Some of the draft rules are great, Molina said, but she didn’t see any of the 10 public hearings advertised on Spanish-speaking radio or TV around metro Denver.
“Thank you for doing the work,” she told CDOT commissioners. “It is lacking, because I still don’t see myself included in it. But there is a climate crisis and I am hopeful that this is the beginning step.”
Smith says he’s encouraged by what he calls “real investments” such as the long-elusive transportation funding package that, while not a full solution, represents a commitment to elements like electric vehicle infrastructure and multimodal transit. And he notes that the proposed enforcement mechanism does seem like it has a lot of promise.
“But we also know,” he added, “that policies, just like complicated programs of any kind, private or public sector, they never work exactly the way you expect them to in the beginning.”
For specific plans that might figure into CDOT’s new role, he defers to members like Eagle County Commissioner Matt Scherr, who can point to a couple big projects in his region that “aren’t on the menu yet,” but could fall under the new mandates.
Cottonwood Pass, otherwise known as County Road 306 in Eagle County, has become a release valve for traffic pressure stemming from the prolonged closures of I-70 in Glenwood Canyon — which this summer could be easily traced to the domino effect of climate change. Wildfire, followed by rain falling on the burn scar and subsequent debris flow, choked off one of the state’s most vital arteries.
But the road over the pass isn’t paved, doesn’t stay open year round and isn’t suited to large truck traffic. Eagle and Garfield counties have talked with mounting urgency about making improvements to the road, though Scherr notes it would most likely be a CDOT project.

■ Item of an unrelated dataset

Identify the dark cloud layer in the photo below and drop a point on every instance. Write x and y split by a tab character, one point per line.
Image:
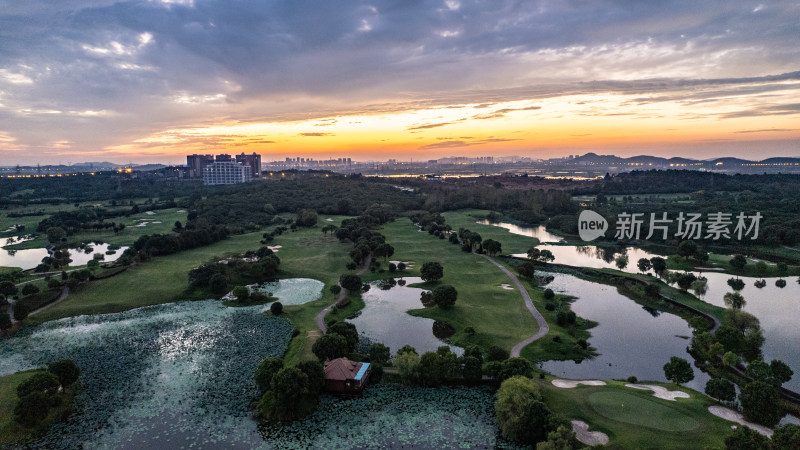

Another potential improvement that could be impacted by the new CDOT protocol is an interchange for the Eagle airport off I-70 at Gypsum.
But when Scherr thinks about local projects in the context of implementing a whole new set of standards, and what that needs to look like, he lands on a very minor bit of repaving work the county did in the last couple of years on the oval drive and parking spaces around its government offices.
“None of us even thought about it,” Scherr recalled. “It was just maintenance on county property. And then we realized they totally redid everything with blacktop and a lot of stuff that is fairly climate impactful — and we have all these climate initiatives. It was like, wait, what did we just do? We didn’t even notice this happening.”
The larger lesson, he adds, is that planning transportation projects that will reduce greenhouse gas emissions needs to be ingrained in the system. And after decades of doing things differently, it’s time to integrate environmental considerations into the process. Every process.
“Whatever our strategic priorities are from a governance perspective at that political level, we haven’t translated into how we actually do things every day as an organization, as a county government,” Scherr said. “That was an epiphany for us.”